2. How is family depicted in the novel? Is a traditional family something to aspire to, or something to be avoided? Compare what role family serves in the miners’ lives (see page 54) to what John Esposito experiences in his marriage to Myrthen Bergmann. Does Alta find happiness within her family or outside of it?
3. What is the significance of Whisper Hollow for Myrthen? For John and Alta? For Lidia? Why do you think the novel is named after Whisper Hollow, and not the town in which the characters live, Verra?
4. On page 307 Alta says, “Whatever truth it is you’re talking about, what good would it do anyone to know it? . . . People learn to live with their own versions of the truth.” Lidia wonders if we shouldn’t “always be honest.” Who do you think is right? At the end of the novel is it truth or “[people’s] own versions of the truth” that triumphs?
5. How does Myrthen shape the lives of the people in Verra? Do you think she’s the antagonist of the novel? Do you ever feel pity for her?

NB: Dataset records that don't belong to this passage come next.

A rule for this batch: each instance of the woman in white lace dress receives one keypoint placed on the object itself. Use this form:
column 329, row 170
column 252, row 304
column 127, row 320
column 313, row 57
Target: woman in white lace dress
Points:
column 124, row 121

6. What role does religion play in Myrthen’s life? On page 205 the narrator tells us, “She had prayed very hard, bruised her knees and squeezed her eyes so intently until she no longer saw or even thought of the periphery of her actions.” How does she use religion to deal with guilt?
7. Describe the difference between the guilt that Alta, Myrthen, Lidia, and Stanley feel. What role does confession play in alleviating their guilt? In the novel, is it secular confession or religious confession that offers the most redemption?
8. Myrthen, John, Alta, and Lidia all sometimes feel isolated in Verra. In the novel, what works against isolation?